Recuperating from open-heart surgery is a long process.
Initially I must not lift anything heavier than one kilo. This is very limiting. A one-litre bottle of milk is about right. Opening a ring-pull can of tuna requires too much force. Even clicking the lid on the toothpaste tube strains the chest muscles.
Gravity is not my friend - if I tilt my body, I feel my sternum pulling apart. I have to sleep lying on my back. I can't change position at all, so I wake frequently feeling uncomfortable.
And as I feared, I can't sing.
Three weeks after the operation, my chest is still giving a lot of pain. I can take a big breath, but it's an effort, and I can't sustain it. I can produce a sound but it is thin and lacks tone.
Normally, singing is very enjoyable physically. Now it's not. It feels uncomfortable.
More disturbingly, I'm not interested in music. I'd thought that music would be my companion during my convalescence.
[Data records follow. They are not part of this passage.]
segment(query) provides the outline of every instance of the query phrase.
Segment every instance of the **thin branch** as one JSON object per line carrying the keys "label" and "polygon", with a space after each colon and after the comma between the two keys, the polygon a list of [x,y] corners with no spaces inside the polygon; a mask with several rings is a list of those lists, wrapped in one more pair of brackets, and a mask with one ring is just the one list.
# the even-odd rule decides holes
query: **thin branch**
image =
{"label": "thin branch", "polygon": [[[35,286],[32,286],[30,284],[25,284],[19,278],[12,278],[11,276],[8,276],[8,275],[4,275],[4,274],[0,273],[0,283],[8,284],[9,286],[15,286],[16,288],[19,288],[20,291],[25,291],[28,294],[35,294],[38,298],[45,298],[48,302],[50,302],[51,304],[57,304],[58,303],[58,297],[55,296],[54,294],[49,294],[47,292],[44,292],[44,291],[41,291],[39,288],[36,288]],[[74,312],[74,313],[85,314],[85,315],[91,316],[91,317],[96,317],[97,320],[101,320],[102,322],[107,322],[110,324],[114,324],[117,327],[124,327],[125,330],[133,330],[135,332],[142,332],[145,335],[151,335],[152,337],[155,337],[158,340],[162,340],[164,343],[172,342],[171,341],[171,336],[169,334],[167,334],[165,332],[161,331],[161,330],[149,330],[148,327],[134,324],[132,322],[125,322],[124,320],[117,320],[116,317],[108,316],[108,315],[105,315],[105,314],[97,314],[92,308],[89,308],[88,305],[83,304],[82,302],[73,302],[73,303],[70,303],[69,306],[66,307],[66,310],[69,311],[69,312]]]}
I'd imagined myself on the couch listening to my CDs, but I don't feel like doing that.
I back up a lot of my CDs to i-Tunes, in case any of them break or get lost. It's insurance for my valued collection. But I'm not that interested in listening to them.
My house is strangely silent.
I'm not getting any joy from music. The emotional response I would normally feel is missing.
Just as food is not tasty; chocolate tastes like cardboard, and coffee lacks its usual rich aroma - music seems like background noise. I feel nothing. My musical libido is gone.
Is it the pain? Is it the anaesthetic? Lack of sleep? Or my inability to sing along?
Could it be the medication I'm taking?
I'm taking various pills, including beta-blockers. These slow the heart rate and prevent it from slipping into an irregular pattern. Some people take them for stage fright, as they relieve anxiety and make the user feel calm on stage. But other people say that they are not good for performance, because these pills drain all the passion out of it.
At the four-week mark I decide to try some singing practice. But it doesn't feel good. I can't sustain the air pressure inside me. It's like running with a sprained ankle.
Yet, I start to feel impatient to achieve something. I go online and purchase some "teach yourself piano" books on the Internet. I've had my piano tuned and it's sounding good. The tuner tells me it's a nice piano, and it will stay in tune better if it's played.
Slowly, music begins to move me again. It happens very gradually - a blue note; a cadence; a chord progression will stir something emotionally in me. I just have to trust that my desire will return.
In Week 6, I return to singing lessons. There's much less pain now, and I can stop taking the beta-blockers. My teacher guides me carefully - we joke that we wouldn't want to burst anything. I'm only half-way to being fully-mended. We pick up the threads from my last lesson.
Finally, I'm on the road back to performing.